All those who love beer raise your hand! It is obvious that the craft beer revolution is still in full swing. The creative juices around the world have been working double-time to create some fantastic beer based in both tradition and contemporary inventiveness. Let’s take a look at how spices and dried herbs are used in creating these sumptuous suds.

Heather Tips: The flowers and leaves of this herb are used to add a smooth, mint-like flavor and chamomile aroma to Scotch Ale beer. Heather Tips and honey are a classic combination. Beers that use this herb are referred to as “Heather Beer.” Heather tips must be cleaned carefully before being used as it can contain a hallucinogenic fungus.

Cardamom: This spice, which comes in a pod form and is in the same family as ginger, is pungent and offers a slightly spicy-molasses quality to beer. It is commonly used to flavor Belgian beers, porters, stouts or red ales.

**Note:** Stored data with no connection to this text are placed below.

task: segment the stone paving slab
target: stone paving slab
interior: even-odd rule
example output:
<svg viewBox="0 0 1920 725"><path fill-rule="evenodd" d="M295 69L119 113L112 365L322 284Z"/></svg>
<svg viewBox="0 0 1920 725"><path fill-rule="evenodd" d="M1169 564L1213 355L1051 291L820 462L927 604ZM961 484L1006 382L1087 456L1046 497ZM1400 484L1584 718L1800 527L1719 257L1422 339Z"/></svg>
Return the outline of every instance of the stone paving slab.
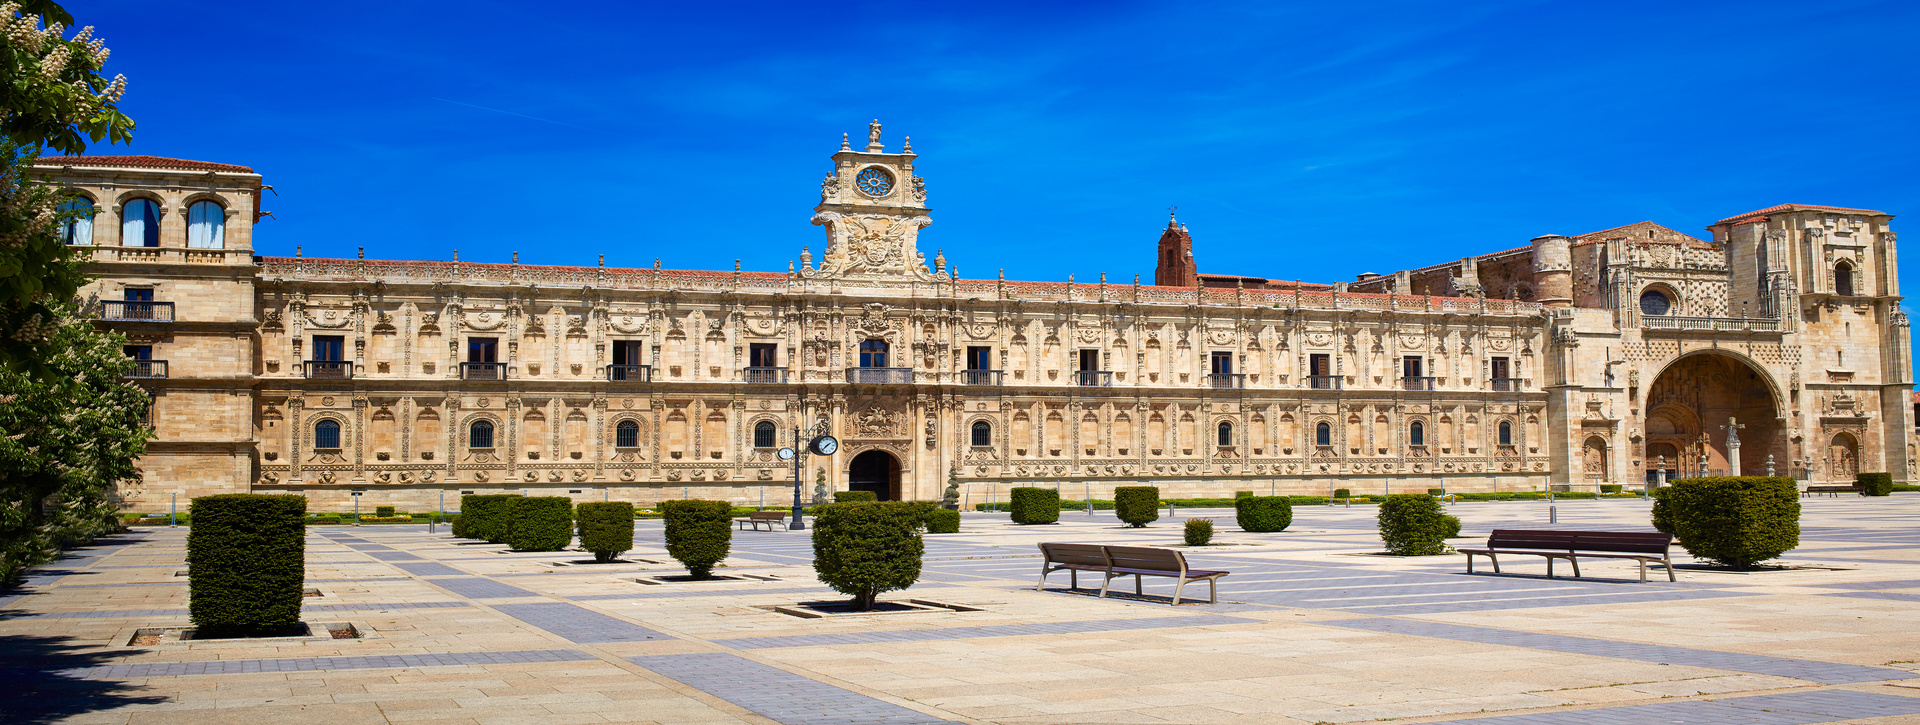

Coriander: The seed of the coriander herb is commonly used in making German Wit Beer and Belgian Style White Beers. Often it is paired with dried orange peel and cardamom. Coriander seed offers a nice pungent aroma and should always be toasted before adding to the brew.

Woodruff: Before hops became the popular choice about 500 years ago, Woodruff was the preferred herb for infusing bitter flavor into beer. This herb has a distinctive vanilla aroma with bitter hay-like notes. Beers made with Woodruff are referred to as “Gruitbier.” It is hardly ever made commercially, but it is still being produced primarily in Germany where Woodruff simple syrup is added to balance the acidity of Berliner Weisse beer.

Juniper Berries: These are most commonly known to flavor gin, however, they are also used to flavor the traditional ale of Finland, known as Sahti. Juniper berries are purple-black in color and are generally available dried. They are very strong so use sparingly.

Mugwort: The leaves of this plant impart an Anise-like bittersweet flavor and aroma to beer. The dried leaves are brewed like a tea and then “pitched” into the fermenting beer. The name was derived from the fact that beer was drunk out of mugs and a good beer was thereby considered a “mug’s worth.”

Sweet Gale: This shrub produces bark and leaves that contain strong resinous oil and can be substituted for the same bitter flavor that hops produce. It grows in the bogs & moors of Scotland and is used in making Scottish Ales. Sweet Gale is also known as “Bog Myrtle” & “Badge of the Campbells.”

Next time you are shopping the beer section of the market, take a peek at the ingredients. You never know what today’s craft beer brewers are experimenting with and sometimes they might just be sticking with tradition. Enjoy a nice cold beer or two.